Entièrement portée par l’interprétation de Tomas Milian, Echec au gang est une comédie policière divertissante qui ne recule devant aucune exagération pour faire sourire. Amusant.
Synopsis : Rome, années 1970 – Tandis que Sergio Morazzi, dit Monnezza, vit de petits larcins et de boulots précaires, son frère jumeau, Vincenzo, surnommé le Bossu, est un bandit de grande envergure, revenant dans la capitale après un séjour en prison, en Corse. Vincenzo envisage de braquer un fourgon blindé, avec l’aide de complices parmi lesquels Milo Dragovic et Perrone. Mais ces derniers décident d’éliminer le Bossu une fois le braquage achevé. Les gangsters pensent avoir réussi, mais Vincenzo parvient à s’échapper par les égouts. Il n’a, dès lors, qu’une seule idée en tête : se venger !
Deux personnages culte pour le prix d’un seul
Critique : Face aux beaux succès remportés par les films policiers tournés par Umberto Lenzi avec en vedette Tomas Milian, le producteur Luciano Martino commande aux duettistes une nouvelle itération pour sa compagnie, la Dania Film. Cette fois-ci seul à la barre du scénario, Umberto Lenzi décide de confronter deux personnages devenus culte aux yeux du public italien de l’époque.
Ainsi, pour Echec au gang (1978), il propose à Tomas Milian d’incarner deux personnages censés être jumeaux, à savoir le Bossu et Poubelle. Le premier est apparu pour la première fois dans Brigade spéciale (1976), tandis que le second a déjà eu les honneurs de deux longs métrages, à savoir Le cave sort de sa planque / Le clan des pourris (1976) et L’exécuteur vous salue bien (Stelvio Massi, 1977). L’argument purement commercial était donc d’attribuer au même acteur les deux rôles majeurs qui ont fait sa popularité au cœur d’une intrigue originale.
Edition blu-ray © 2023 Le Chat Qui Fume. © 1978 Dania Film – Medusa Distribuzione. Tous droits réservés.
Tomas Milian, star incontournable du genre poliziottesco
D’ailleurs, le scénario de Lenzi est loin d’être irréprochable, puisqu’il s’appuie uniquement sur le charisme de son acteur principal. Structuré comme un simple film de vengeance, Echec au gang oublie même son fil rouge en cours de route puisque les différents membres du gang qui ont trahi le Bossu ont été éliminés au bout d’une heure de projection. Ne reste plus qu’à suivre les mésaventures du Bossu qui cherche à fuir les autorités. Etrangement, cette absence de structure ferme n’est aucunement un frein au plaisir ressenti par le spectateur durant la projection.

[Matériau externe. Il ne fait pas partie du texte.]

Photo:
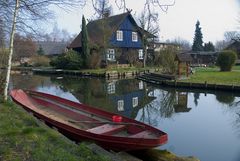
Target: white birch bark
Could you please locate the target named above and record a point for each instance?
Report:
(11, 50)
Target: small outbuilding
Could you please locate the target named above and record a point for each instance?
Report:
(184, 60)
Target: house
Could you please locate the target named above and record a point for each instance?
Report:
(203, 58)
(52, 48)
(119, 35)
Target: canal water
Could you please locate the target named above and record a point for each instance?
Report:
(199, 123)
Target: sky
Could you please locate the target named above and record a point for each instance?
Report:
(215, 16)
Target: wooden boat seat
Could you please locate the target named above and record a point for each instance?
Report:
(106, 129)
(143, 134)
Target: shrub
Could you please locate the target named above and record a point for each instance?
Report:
(70, 60)
(226, 59)
(166, 59)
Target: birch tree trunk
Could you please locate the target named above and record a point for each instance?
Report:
(9, 64)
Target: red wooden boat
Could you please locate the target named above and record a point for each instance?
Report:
(83, 122)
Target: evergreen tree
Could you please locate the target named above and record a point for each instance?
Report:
(85, 45)
(209, 46)
(197, 41)
(40, 51)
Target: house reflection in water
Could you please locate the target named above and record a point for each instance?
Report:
(128, 95)
(182, 99)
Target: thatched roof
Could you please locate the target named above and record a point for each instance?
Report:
(52, 47)
(106, 26)
(183, 57)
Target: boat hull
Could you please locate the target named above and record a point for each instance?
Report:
(107, 141)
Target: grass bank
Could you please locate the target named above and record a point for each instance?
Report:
(214, 76)
(22, 137)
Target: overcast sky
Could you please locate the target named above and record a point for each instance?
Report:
(215, 16)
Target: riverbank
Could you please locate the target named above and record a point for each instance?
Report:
(203, 78)
(108, 73)
(212, 75)
(23, 137)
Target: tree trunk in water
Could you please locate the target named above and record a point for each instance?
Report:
(11, 50)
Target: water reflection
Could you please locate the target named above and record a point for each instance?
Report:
(199, 123)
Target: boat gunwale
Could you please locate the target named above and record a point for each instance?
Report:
(106, 139)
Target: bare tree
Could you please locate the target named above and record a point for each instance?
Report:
(149, 24)
(24, 47)
(182, 43)
(20, 14)
(231, 35)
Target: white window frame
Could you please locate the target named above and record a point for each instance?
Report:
(111, 88)
(140, 85)
(140, 54)
(119, 35)
(111, 54)
(120, 105)
(135, 101)
(134, 37)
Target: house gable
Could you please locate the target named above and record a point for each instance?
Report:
(96, 32)
(127, 26)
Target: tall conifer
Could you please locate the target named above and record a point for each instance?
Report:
(85, 45)
(197, 41)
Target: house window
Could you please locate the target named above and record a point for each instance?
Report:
(119, 35)
(111, 54)
(140, 54)
(134, 37)
(140, 85)
(135, 101)
(120, 105)
(111, 88)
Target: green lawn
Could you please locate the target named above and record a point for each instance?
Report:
(214, 76)
(22, 137)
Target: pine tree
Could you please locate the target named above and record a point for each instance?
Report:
(209, 46)
(197, 41)
(2, 35)
(85, 46)
(40, 51)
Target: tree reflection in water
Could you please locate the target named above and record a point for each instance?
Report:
(161, 107)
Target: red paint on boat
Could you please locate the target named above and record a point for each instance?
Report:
(82, 122)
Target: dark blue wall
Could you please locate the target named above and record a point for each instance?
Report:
(127, 27)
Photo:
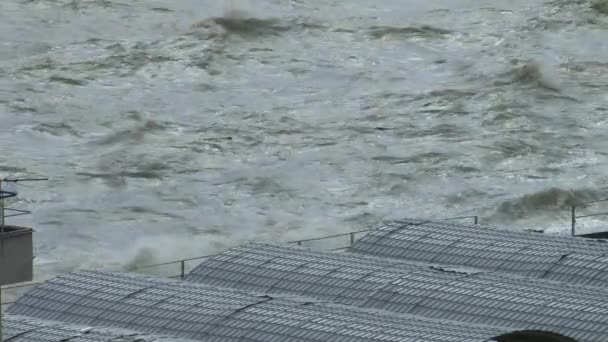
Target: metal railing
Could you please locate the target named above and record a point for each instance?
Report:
(184, 267)
(352, 237)
(573, 215)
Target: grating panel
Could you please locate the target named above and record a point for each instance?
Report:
(455, 293)
(26, 329)
(215, 314)
(574, 260)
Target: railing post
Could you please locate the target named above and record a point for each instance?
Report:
(573, 218)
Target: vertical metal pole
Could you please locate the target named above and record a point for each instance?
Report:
(1, 212)
(1, 314)
(573, 218)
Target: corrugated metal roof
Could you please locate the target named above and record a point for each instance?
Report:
(26, 329)
(573, 260)
(155, 305)
(459, 294)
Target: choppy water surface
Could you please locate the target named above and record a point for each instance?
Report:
(178, 128)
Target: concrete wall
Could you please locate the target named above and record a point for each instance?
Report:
(16, 255)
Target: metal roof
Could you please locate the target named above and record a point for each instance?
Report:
(568, 259)
(174, 308)
(26, 329)
(459, 294)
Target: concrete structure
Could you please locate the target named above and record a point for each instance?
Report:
(16, 255)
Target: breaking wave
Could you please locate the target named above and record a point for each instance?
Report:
(531, 73)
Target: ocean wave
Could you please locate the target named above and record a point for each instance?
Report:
(530, 73)
(244, 25)
(544, 201)
(381, 32)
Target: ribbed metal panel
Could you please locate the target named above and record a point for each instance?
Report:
(26, 329)
(155, 305)
(573, 260)
(456, 293)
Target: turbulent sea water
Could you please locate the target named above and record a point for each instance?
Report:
(172, 129)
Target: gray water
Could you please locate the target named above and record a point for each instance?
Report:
(172, 129)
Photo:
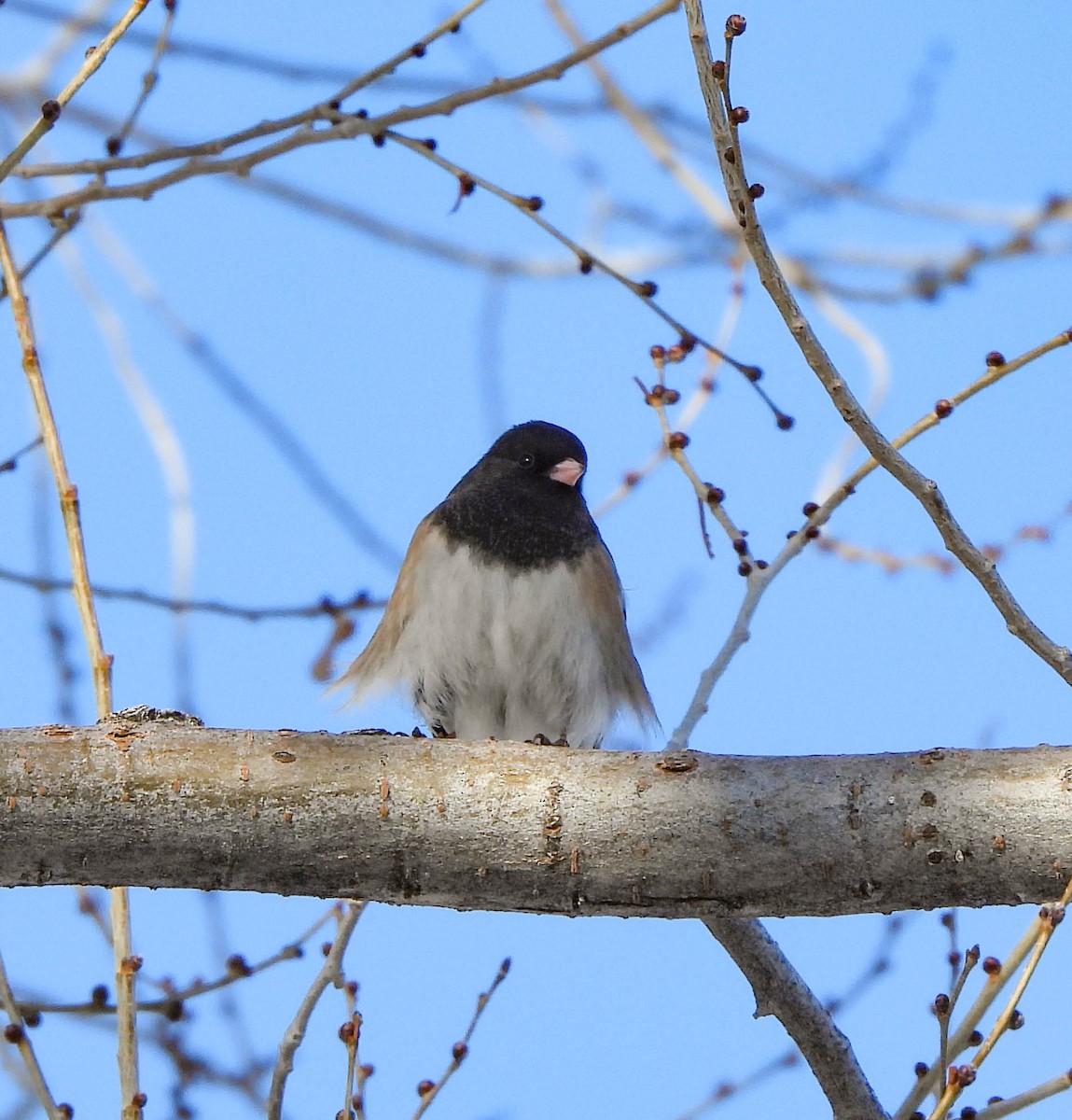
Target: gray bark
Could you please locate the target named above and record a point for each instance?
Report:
(498, 826)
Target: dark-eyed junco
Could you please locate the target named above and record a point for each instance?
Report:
(507, 619)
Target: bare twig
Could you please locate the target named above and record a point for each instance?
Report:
(149, 81)
(52, 107)
(430, 1090)
(717, 99)
(331, 973)
(12, 460)
(237, 969)
(780, 991)
(1011, 1104)
(325, 606)
(342, 127)
(16, 1033)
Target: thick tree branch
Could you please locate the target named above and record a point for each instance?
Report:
(503, 826)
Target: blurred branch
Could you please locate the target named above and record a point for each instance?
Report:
(331, 973)
(338, 126)
(460, 1050)
(780, 991)
(676, 834)
(324, 606)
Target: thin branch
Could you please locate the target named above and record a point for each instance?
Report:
(16, 1033)
(52, 107)
(127, 966)
(460, 1050)
(342, 127)
(759, 575)
(149, 79)
(780, 991)
(237, 969)
(331, 973)
(68, 496)
(1011, 1104)
(926, 491)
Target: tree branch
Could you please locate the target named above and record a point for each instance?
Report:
(516, 827)
(780, 991)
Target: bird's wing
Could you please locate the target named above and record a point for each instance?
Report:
(604, 592)
(376, 665)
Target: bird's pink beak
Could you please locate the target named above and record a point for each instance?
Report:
(566, 471)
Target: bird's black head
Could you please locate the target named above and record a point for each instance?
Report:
(539, 451)
(522, 503)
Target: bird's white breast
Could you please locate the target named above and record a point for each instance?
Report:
(515, 651)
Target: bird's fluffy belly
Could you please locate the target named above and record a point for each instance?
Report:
(489, 651)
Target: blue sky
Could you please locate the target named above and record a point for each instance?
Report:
(397, 369)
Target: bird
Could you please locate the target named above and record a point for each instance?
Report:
(507, 620)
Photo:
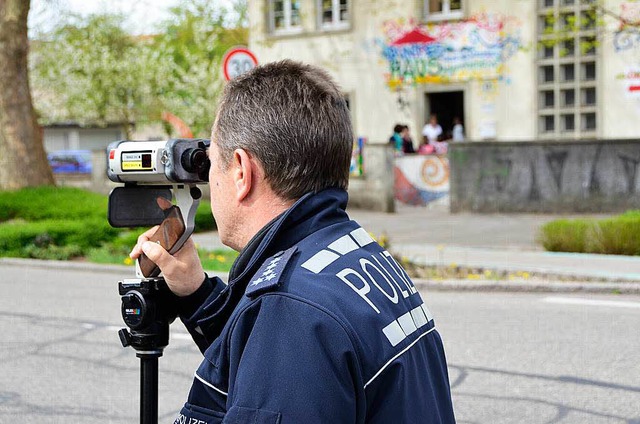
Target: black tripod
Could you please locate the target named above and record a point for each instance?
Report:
(147, 311)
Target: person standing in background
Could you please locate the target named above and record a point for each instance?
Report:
(457, 134)
(432, 131)
(396, 139)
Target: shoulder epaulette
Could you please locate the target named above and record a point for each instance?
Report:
(270, 273)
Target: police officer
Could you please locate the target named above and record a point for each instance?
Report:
(318, 324)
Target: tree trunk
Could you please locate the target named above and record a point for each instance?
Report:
(23, 161)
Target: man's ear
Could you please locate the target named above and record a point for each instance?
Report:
(243, 173)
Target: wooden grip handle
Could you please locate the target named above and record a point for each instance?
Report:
(169, 232)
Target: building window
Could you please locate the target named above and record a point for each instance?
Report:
(333, 14)
(442, 10)
(567, 69)
(284, 16)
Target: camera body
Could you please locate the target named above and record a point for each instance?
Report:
(176, 161)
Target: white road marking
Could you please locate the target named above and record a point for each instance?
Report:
(591, 302)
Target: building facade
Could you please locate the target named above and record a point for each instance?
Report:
(510, 70)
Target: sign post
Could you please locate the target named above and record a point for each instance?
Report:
(237, 61)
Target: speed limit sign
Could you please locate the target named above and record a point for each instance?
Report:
(237, 61)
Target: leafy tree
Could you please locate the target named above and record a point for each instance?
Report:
(23, 161)
(89, 71)
(191, 46)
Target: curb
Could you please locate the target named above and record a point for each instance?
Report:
(426, 285)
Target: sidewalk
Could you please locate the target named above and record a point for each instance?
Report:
(497, 242)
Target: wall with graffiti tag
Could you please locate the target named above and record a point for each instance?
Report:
(550, 176)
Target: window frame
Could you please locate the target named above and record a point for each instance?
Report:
(446, 14)
(287, 10)
(336, 24)
(576, 76)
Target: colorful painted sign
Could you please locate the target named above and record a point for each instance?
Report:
(631, 81)
(421, 179)
(237, 61)
(472, 49)
(628, 36)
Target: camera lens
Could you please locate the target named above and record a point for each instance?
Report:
(194, 160)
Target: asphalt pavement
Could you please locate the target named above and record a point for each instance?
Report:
(512, 357)
(502, 243)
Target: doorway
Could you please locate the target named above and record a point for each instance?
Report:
(446, 105)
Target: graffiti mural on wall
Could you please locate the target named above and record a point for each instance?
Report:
(421, 179)
(473, 49)
(628, 35)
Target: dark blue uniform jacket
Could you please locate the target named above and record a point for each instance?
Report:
(319, 324)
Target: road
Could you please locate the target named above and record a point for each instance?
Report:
(534, 358)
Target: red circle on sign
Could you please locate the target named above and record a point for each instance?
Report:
(230, 54)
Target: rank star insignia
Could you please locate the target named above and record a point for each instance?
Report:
(257, 281)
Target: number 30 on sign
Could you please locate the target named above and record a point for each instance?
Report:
(237, 61)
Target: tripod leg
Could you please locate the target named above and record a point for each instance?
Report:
(149, 390)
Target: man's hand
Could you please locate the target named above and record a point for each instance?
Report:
(182, 271)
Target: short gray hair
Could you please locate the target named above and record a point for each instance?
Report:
(293, 118)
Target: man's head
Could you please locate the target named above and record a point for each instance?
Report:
(287, 128)
(294, 120)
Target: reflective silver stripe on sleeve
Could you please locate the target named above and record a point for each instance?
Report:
(407, 324)
(394, 333)
(320, 261)
(419, 317)
(427, 312)
(343, 245)
(361, 237)
(206, 383)
(396, 357)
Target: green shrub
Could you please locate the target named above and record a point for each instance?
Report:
(619, 235)
(564, 235)
(616, 236)
(34, 239)
(41, 203)
(63, 222)
(204, 220)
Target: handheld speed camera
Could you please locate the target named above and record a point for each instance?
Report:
(154, 174)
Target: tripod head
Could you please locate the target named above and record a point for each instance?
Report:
(147, 310)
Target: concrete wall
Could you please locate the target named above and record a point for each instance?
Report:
(374, 190)
(550, 176)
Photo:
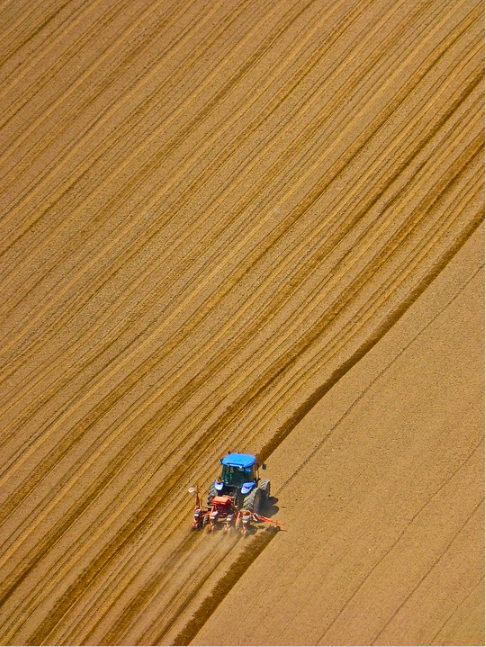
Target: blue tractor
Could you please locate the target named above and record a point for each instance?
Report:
(240, 479)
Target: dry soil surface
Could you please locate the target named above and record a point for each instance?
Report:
(246, 225)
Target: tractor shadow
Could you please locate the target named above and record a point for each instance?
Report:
(270, 508)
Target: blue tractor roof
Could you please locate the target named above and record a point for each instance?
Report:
(239, 460)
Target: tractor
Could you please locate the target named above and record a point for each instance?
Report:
(235, 498)
(240, 479)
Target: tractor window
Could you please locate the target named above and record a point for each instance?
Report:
(237, 475)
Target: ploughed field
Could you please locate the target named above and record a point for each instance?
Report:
(247, 226)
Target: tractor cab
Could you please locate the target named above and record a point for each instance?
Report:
(239, 474)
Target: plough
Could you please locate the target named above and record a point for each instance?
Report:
(223, 511)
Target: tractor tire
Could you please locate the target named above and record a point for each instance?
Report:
(238, 524)
(252, 502)
(264, 488)
(211, 494)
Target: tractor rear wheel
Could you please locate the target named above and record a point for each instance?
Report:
(252, 502)
(211, 493)
(265, 493)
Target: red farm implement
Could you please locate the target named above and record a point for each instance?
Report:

Effectivement, l’intégralité d’Echec au gang est porté par l’interprétation outrée, mais convaincante, d’un Tomas Milian en roue libre. Affublé de perruques impossibles, mais aussi de costumes dépareillés, le comédien s’en donne à cœur joie et parvient à faire oublier qu’il est seul à l’écran, même lorsqu’il se donne lui-même la réplique. Umberto Lenzi s’avère un technicien tout à fait professionnel lorsqu’il s’agit de mystifier le spectateur. Toutefois, il a pris soin de raconter des aventures parallèles mettant en scène chaque personnage. A ce petit jeu, on préfère d’ailleurs largement suivre la cavale du Bossu, truand handicapé qui attire la sympathie malgré son caractère psychotique.
Umberto Lenzi se découvre une âme d’anarchiste
Avec ce protagoniste, Umberto Lenzi a laissé parler sa petite fibre anarchiste (de droite) et offre donc une critique sociale tout à fait pertinente où il prend pour une fois la défense des marginaux et autres déclassés. Certes, tout ceci fleure bon le populisme, mais l’auteur davantage connu pour ses positions réactionnaires se lance ici dans une franche critique de la bourgeoisie hypocrite et des autorités incapables de faire régner l’ordre. Il réussit à faire du couple formé par le Bossu et sa petite amie prostituée (excellente Isa Danieli) des amants touchants par-delà leur aspect populaire à la lisière des Bidochons.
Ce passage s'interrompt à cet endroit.